The paper presents Sparse Mixer, a new model that integrates MoE with mixing transformations, improving efficiency and stability over traditional MoE models.

Findings

Sparse Mixer outperforms BERT on GLUE and SuperGLUE by less than 1%.

Sparse Mixer trains 65% faster and runs inference 61% faster than BERT.

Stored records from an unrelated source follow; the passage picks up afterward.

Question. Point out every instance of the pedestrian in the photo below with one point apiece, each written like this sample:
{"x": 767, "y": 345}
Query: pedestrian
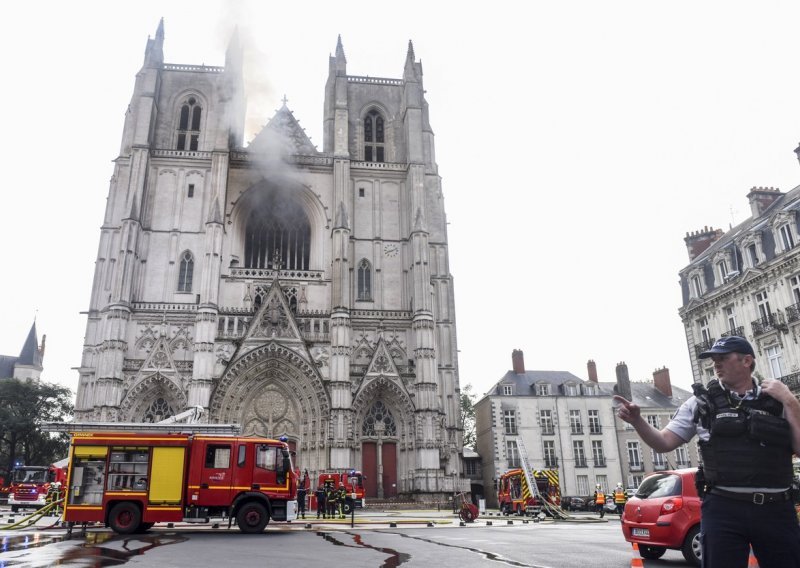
{"x": 747, "y": 433}
{"x": 302, "y": 491}
{"x": 320, "y": 495}
{"x": 600, "y": 501}
{"x": 620, "y": 498}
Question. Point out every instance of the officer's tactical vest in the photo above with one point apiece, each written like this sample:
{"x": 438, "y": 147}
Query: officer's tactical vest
{"x": 750, "y": 443}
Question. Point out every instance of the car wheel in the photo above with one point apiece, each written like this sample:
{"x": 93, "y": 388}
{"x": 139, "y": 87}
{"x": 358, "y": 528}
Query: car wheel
{"x": 651, "y": 552}
{"x": 124, "y": 518}
{"x": 691, "y": 549}
{"x": 252, "y": 517}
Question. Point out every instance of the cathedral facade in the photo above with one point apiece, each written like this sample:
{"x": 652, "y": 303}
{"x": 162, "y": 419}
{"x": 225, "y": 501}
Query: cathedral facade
{"x": 293, "y": 291}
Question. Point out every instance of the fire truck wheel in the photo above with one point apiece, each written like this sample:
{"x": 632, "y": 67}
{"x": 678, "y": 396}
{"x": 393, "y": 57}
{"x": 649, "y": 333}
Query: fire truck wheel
{"x": 124, "y": 518}
{"x": 252, "y": 517}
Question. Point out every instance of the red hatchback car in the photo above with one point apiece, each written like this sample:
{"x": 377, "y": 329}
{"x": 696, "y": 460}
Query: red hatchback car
{"x": 665, "y": 513}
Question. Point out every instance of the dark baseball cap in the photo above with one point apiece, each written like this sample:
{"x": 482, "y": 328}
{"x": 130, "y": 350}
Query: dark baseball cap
{"x": 730, "y": 344}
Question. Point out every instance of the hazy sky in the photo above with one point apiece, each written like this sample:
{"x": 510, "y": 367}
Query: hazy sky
{"x": 578, "y": 142}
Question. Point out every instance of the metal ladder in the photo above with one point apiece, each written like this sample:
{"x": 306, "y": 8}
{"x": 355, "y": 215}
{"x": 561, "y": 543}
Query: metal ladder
{"x": 555, "y": 511}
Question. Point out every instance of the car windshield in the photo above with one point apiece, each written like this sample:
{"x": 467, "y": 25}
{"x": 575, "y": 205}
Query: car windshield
{"x": 663, "y": 485}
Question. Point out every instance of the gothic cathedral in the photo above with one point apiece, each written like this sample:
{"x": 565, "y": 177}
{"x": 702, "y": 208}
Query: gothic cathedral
{"x": 292, "y": 291}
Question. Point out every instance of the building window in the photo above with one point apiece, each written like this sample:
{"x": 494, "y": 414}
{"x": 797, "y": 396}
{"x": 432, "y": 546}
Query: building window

Fast Sparse Mixer trains and runs nearly twice as fast as BERT, with slight performance trade-offs.

Abstract

We combine the capacity of sparsely gated Mixture-of-Experts (MoE) with the speed and stability of linear, mixing transformations to design the Sparse Mixer encoder model. Sparse Mixer slightly outperforms (<1%) BERT on GLUE and SuperGLUE, but more importantly trains 65% faster and runs inference 61% faster. We also present a faster variant, prosaically named Fast Sparse Mixer, that marginally underperforms BERT on SuperGLUE, but trains and runs nearly twice as fast. We justify the design of these two models by carefully ablating through various mixing mechanisms, MoE configurations and hyperparameters. Sparse Mixer overcomes many of the latency and stability concerns of MoE models and offers the prospect of serving sparse student models, without resorting to distilling them to dense variants.